Faecal Egg Counts
Effective use of faecal worm egg counts, where a sample of dung is tested, will allow you to monitor your horse’s worm burden. This test detects the presence of adult stages of roundworms. Tests are mainly performed through spring and summer and possibly early autumn.
Faecal egg counts are very useful and easy to do, what do they tell us?
- Is worming your horse or group of horses necessary?
- Less worming means less drugs used.
- Less drugs will also slow down the inevitable resistance that develops from.
- overuse of the worming products we use.
- They do not detect tapeworm and do not detect the encysted (hibernating) stage of the small redworm.
- They do not detect bots as these are not worms, but fly larvae.
As a general guide:
- Treat for roundworms through the summer and spring as required.
- Treat for tapeworms at least twice a year (autumn and again in spring).
- Treat for bot fly larvae in autumn.
- Treat for encysted small redworms (cyathostomins) in late autumn/winter, using a single dose of moxidectin or five days of fenbendazole.
CONTENTS OF A FAECAL WORM EGG COUNT KIT
- Prepaid, addressed envelope
- Blue Glove
- Clear Plastic Wallet
- Instruction Card
Available Online or In Store
Horses must not have been wormed 14 days prior to testing
- Write your HORSE’S NAME, YOUR SURNAME and the DATE on the white strip on the small re-ealable plastic wallet provided.
- Place the glove provided on your hand and pick up a golf ball size of fresh (preferably warm) dung from your horse.
- Turn the glove inside out while holding the dung sample so that it effectively lands up inside the inverted glove, tie a knot in the glove.
- Place the glove with sample in it inside the plastic wallet and seal.
- Fill in all the necessary detail inside this leaflet.
- Place the sample and this leaflet in the prepaid envelope provided.
- It is important to send the sample BEFORE the LAST POST of the day, to ensure we receive it while still fresh.
- ONLY POST MONDAY TO THURSDAY to avoid any delays.
- This card will be returned to you and the results will be reported and discussed over the phone, so please provide the most accessible PHONE NUMBER.
- Results will also be emailed or posted so please tick your preference.
It is important to worm only when necessary, as using less drugs will slow down the inevitable resistance that develops from overuse of the worming products.
The worm egg count test done on your horses dung sample will measure the number of worm eggs in the sample. This then gives us a good indication of how many active egg laying adult worms are in your horse’s gut.
A count above 200 epg (eggs per gram of faeces) is as an indication that worming your horse should be considered.
An egg count below 200 epg is considered sufficiently low not to warrant worming on this particular occasion. This however must be viewed in the context of the horse’s environment, what other horses live and graze on the same fields and what their egg counts are. If the egg count is below 200 epg and depending on the risks they are exposed to we recommend retesting in 4-6 weeks.
Please remember to manage horses as a herd - You may get an egg count that is closer to 1000 epg or up to 3000 epg, these particular results suggest immediate treatment.
OTHER FACTORS YOU NEED TO CONSIDER WHEN WORMING:
- Time of Year: A worm egg count is most useful during the months that worms are active and laying eggs, namely from early spring through to late autumn.
- A test will not pick always pick-up tapeworm, horses should be treated for tapeworm in autumn and in spring. A test will not pick-up bots as these are fly maggots and not worms.

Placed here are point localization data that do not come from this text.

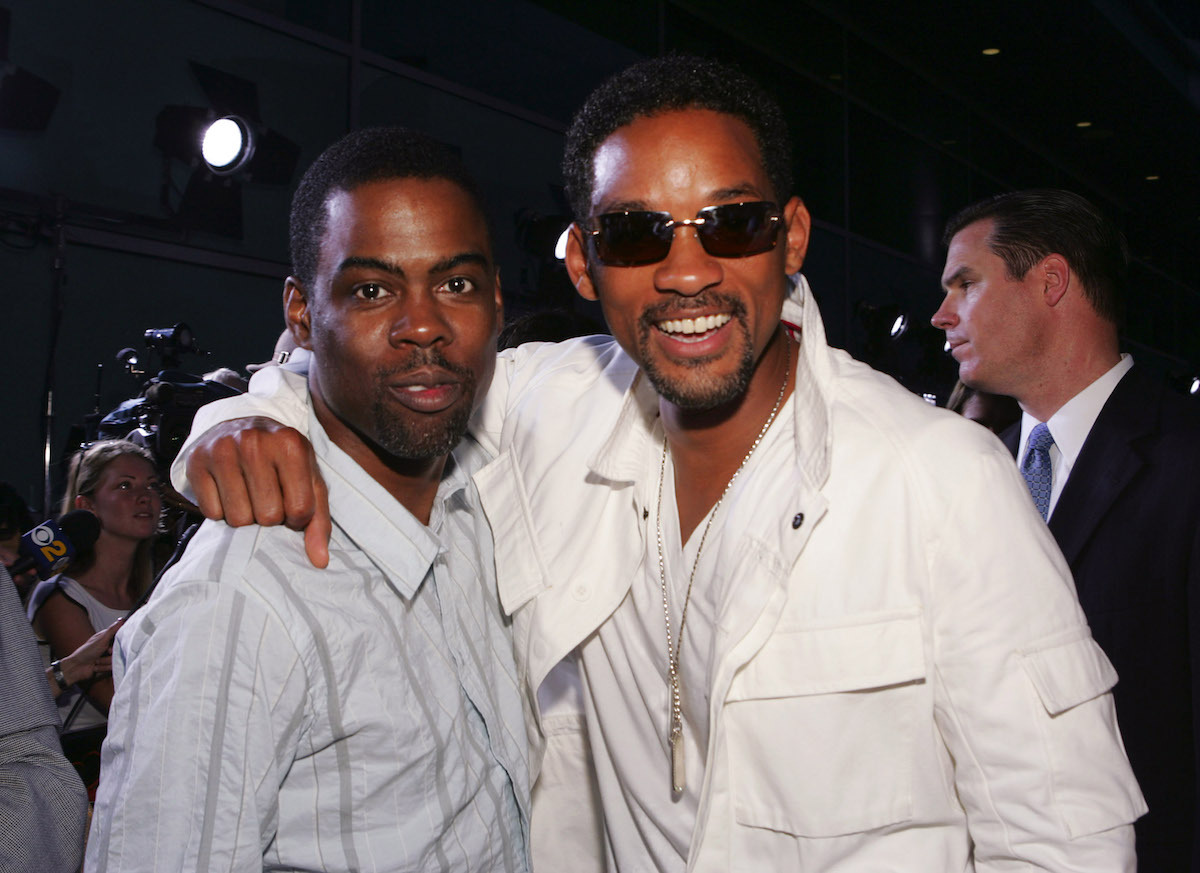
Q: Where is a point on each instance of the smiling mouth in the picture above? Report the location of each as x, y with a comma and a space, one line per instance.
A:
693, 329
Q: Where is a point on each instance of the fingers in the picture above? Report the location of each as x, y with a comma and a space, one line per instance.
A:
298, 476
316, 535
253, 471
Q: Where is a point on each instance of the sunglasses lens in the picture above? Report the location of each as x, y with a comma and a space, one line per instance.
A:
739, 229
630, 239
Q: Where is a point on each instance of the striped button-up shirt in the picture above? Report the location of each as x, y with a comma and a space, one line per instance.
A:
366, 717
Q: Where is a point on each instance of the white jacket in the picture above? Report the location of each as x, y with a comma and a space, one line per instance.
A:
905, 681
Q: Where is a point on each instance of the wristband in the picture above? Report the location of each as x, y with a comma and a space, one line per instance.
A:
57, 669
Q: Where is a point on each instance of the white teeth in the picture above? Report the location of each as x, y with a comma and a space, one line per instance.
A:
694, 325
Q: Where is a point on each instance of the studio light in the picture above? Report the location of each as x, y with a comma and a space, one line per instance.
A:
227, 145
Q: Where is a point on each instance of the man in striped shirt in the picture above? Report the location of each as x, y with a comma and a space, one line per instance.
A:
271, 715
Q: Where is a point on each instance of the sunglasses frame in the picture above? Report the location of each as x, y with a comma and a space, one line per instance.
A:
663, 230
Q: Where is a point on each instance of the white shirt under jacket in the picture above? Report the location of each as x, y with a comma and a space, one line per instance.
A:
903, 680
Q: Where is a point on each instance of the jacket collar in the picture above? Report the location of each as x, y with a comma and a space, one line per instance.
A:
621, 458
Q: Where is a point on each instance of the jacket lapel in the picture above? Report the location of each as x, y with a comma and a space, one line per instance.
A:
1108, 462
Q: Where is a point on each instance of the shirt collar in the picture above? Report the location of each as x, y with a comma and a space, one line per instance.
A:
375, 522
1071, 425
622, 456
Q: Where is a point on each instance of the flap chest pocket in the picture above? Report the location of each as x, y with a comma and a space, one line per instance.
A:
520, 571
822, 727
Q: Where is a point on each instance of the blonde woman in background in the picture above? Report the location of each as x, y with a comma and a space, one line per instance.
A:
117, 481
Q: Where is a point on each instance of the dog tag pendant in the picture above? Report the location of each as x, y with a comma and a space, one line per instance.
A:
677, 776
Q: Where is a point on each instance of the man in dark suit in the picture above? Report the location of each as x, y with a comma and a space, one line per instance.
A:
1035, 282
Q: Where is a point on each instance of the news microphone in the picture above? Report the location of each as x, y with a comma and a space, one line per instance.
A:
53, 545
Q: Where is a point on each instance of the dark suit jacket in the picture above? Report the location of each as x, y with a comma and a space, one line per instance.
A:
1128, 523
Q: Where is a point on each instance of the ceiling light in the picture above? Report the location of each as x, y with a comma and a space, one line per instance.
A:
227, 145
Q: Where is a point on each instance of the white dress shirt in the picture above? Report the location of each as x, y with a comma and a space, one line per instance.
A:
1071, 425
361, 717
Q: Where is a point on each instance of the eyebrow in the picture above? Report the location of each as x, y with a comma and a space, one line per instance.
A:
957, 276
739, 190
444, 265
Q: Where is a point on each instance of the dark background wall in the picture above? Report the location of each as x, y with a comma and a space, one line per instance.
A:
899, 120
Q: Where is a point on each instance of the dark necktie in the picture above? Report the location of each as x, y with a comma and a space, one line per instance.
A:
1036, 467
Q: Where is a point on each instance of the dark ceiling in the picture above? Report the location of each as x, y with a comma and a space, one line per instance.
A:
1099, 96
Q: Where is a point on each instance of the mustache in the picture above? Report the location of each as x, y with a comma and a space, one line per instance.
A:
424, 359
689, 306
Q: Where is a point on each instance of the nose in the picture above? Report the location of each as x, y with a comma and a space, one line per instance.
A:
688, 269
420, 321
945, 318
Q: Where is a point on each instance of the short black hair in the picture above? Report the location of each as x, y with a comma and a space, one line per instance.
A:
370, 155
1030, 224
669, 84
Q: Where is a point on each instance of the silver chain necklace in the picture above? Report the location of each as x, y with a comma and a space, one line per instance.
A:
676, 735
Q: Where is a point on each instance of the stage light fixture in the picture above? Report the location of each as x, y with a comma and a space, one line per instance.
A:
227, 145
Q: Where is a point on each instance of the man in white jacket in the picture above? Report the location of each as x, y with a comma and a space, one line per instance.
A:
790, 616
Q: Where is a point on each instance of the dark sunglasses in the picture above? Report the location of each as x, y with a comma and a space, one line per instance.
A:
731, 230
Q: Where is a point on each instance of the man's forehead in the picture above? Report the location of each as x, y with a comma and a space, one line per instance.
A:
427, 218
694, 149
966, 248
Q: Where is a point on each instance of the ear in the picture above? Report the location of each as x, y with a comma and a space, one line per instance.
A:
295, 312
1057, 277
798, 223
499, 300
577, 263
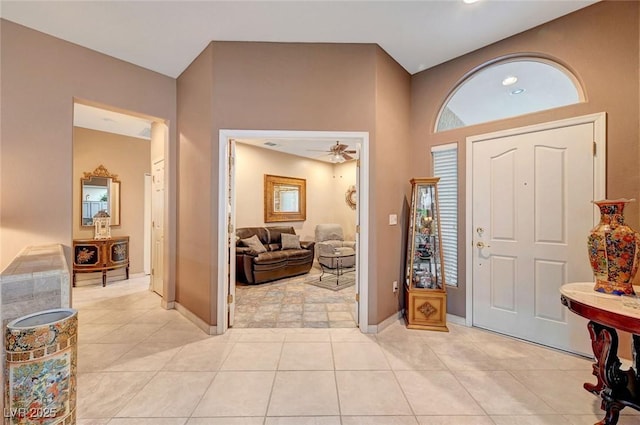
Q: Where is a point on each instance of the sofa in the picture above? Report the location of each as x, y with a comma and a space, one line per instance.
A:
273, 257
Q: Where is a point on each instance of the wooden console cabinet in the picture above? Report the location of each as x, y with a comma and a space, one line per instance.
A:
100, 255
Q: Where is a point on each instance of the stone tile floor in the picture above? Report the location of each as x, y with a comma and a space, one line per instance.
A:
292, 303
139, 364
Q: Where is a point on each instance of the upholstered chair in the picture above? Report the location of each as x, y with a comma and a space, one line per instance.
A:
330, 244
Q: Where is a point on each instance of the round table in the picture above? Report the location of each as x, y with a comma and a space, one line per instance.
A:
607, 314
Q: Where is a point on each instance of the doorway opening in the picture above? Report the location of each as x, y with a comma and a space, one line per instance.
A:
304, 141
128, 144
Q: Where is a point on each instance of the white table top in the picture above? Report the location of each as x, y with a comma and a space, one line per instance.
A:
583, 293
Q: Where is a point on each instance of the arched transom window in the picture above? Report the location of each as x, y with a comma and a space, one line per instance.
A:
509, 88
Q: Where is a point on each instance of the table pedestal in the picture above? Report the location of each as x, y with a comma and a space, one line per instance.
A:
618, 388
606, 314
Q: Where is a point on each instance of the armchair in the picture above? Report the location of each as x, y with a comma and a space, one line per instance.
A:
329, 242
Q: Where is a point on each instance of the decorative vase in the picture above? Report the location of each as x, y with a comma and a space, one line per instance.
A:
41, 364
614, 249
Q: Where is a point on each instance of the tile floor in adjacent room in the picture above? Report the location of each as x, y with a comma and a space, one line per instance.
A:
140, 364
292, 302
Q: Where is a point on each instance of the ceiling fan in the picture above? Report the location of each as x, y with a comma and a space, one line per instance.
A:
339, 153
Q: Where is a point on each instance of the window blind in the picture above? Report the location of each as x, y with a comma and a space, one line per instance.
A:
445, 166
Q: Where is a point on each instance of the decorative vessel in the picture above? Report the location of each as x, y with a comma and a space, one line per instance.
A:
40, 383
614, 249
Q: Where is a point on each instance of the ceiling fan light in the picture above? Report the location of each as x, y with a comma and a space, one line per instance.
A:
337, 158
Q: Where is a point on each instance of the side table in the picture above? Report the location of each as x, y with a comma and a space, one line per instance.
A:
607, 314
339, 261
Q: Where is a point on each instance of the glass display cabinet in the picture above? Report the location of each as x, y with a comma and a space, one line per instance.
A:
426, 295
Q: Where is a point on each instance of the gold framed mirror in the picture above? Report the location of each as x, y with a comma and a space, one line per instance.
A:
285, 199
99, 191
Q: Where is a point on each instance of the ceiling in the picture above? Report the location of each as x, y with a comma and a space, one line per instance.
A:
166, 36
311, 147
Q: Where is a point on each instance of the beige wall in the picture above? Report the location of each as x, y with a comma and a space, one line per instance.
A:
279, 86
391, 178
41, 76
343, 176
325, 195
129, 159
197, 183
600, 45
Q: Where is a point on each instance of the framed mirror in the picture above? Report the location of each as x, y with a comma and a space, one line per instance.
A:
285, 199
99, 191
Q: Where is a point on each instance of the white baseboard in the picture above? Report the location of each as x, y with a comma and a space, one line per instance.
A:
206, 328
457, 320
374, 329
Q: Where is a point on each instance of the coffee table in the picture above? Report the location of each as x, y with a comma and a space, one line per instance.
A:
339, 262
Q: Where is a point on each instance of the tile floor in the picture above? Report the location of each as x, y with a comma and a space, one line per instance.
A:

- The encysted phase of the small redworm should always be treated for once a year in winter -speak to your Animal Health Advisor in store or online.
- Dose your horse accurately according to its weight - Do not guess your horses weight, a weighbridge is the most reliable method to determine weight, but a weigh tape used correctly will give a good guide.
- All horses on the same yard/pasture should be egg controlled/wormed at the same time with the same product to ensure none are missed, leading to pasture contamination.
- Worm all new arrivals - Keep new horses stabled for 48 hours after worming to ensure that any eggs are passed before being turned out to avoid contamination of the pasture.
- Remove droppings from your pasture regularly and poo pick at least twice a week during the grazing season. A 450kg horse produces 5-12 pats or approx 24kg of dung a day, that’s around 10 tonnes a year.
- Worm pregnant mares before and after foaling; foals have a low resistance to worms and can quickly acquire massive worm burdens. Worming of the foal should start between 4 to 6 weeks of age.
- Keep a record of when you worm and what you use.
- Follow the manufacturer’s recommendations - Dosing intervals vary from 4, 6, 8 and 13 weeks depending on the active ingredient. Always read the box and enclosed product leaflet before use.
IF YOUR HORSE LOOKS UNWELL AND IS IN POOR CONDITION AND YOU ARE CONCERNED IT IS ALWAYS ADVISABLE TO CONSULT YOUR VET.